How To Tell Stuff To A Computer - The Enigmatic Art of Knowledge Representation

Mail lisperati.com

Shortcuts For Experts

Intro
RDBMS/XML
FOL
Frames
Description Logics
A.I.
RDF
UMLS
Google
Conclusion

INTRODUCTION
I created this website in order to help demistify the science of knowledge representation (KR for short) for all who are interested in this still largely underappreciated scientific field. Representing knowledge, in itself, is not a very difficult thing to understand: It is no mystery that computers are a great way to store and retrieve information. But have you ever wondered where things currently stand with the science behind computer information? Is the way we currently use information on computers about as good as it can be? ...Or, can we expect that there are major advancements still ahead of us?

Anyone who looks closely at the way we currently store and use information with computers will find that our methods are, at best, still rather crude.

But I think, additionally, that these limitations are fixable and that major changes are awaiting us in the way we represent and use knowledge electronically- although I will try to show that we have already had a couple of revolutions of knowledge representation in the past, an entirely new revolution (and probably the largest) is looming just over the horizon!

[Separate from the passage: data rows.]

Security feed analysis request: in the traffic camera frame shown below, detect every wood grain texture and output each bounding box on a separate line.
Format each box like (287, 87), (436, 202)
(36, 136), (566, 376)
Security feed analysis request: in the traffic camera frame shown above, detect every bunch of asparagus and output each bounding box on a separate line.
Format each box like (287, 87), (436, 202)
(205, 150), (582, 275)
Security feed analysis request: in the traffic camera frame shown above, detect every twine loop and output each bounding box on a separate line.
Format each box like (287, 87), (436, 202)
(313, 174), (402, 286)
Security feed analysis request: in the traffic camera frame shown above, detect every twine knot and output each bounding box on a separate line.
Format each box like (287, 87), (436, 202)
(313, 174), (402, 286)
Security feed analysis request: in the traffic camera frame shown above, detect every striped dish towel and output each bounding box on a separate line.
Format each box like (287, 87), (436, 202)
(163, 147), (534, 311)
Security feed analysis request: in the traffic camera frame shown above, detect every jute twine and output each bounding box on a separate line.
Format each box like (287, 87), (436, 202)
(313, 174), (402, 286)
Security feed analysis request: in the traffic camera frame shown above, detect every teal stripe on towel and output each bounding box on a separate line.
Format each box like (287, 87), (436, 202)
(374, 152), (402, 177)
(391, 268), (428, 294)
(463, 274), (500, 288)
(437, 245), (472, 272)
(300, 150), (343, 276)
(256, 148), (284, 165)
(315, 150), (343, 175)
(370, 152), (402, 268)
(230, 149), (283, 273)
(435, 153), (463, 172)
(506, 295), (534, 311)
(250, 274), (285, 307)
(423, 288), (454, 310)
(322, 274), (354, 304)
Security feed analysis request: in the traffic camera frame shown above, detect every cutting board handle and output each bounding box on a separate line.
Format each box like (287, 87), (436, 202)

I hope that after you read this essay you might agree that some inevitable changes lie ahead of us, but I also hope this essay will provide you with a lot of practical, nitty gritty details at how modern knowledge representation systems work that can be hard to pick up from other sources- This will help you anticipate any new developments in this field if the do indeed happen in our future.

The 10,000 Foot View
Because the science of KR touches on so many fields of thought, we can easily become confused if we can't appreciate the big picture of where we've been with KR and where we will most likely be heading. To do this, let's take a look at the major players that have been the driving forces in modern information systems. By players, I mean that there are some distinct communities of computer users that have unique philosophies and can be represented by an iconic idea, or archetype. For the sake of this primer, we can classify all computer users as belonging to one of three main archetypes:

The Guy In The Garage

The Writer

The Scientist

If we look at the history of computers, it appears that these three archetypes have been (and potentially will be) triggers of revolutions in how we use electronic information. The term revolution, for sake of this essay, refers to a major shift in the way computers can be used to use information that has a tangible, everyday effect on mainstream society, with major financial and philosophical effects on how people produce and consume computerized information. Let's take a look at some of these three archetypes a little more closely:

The Guy In The Garage

In the early days, computers were expensive and had little computing power. Hence, many accommodations had to be made by computer operators in order to get these early machines to do anything useful at all. At many universities, a new breed of computer engineer appeared, able to overcome the limitations of these machines by their willingness to compromise their methods and approaches for the sake of pragmatism- People like him, the proverbial computer hacker, began to develop things such as FORTRAN compilers, file systems, etc- the nuts and bolts of modern computer software. People like him also started the early companies like Apple Computers- leading to the myth of the Guys in the Garage. But in terms of knowledge representation, the most important idea contributed by The Guy In The Garage was his invention of the relational database managment system (RDBMS for short).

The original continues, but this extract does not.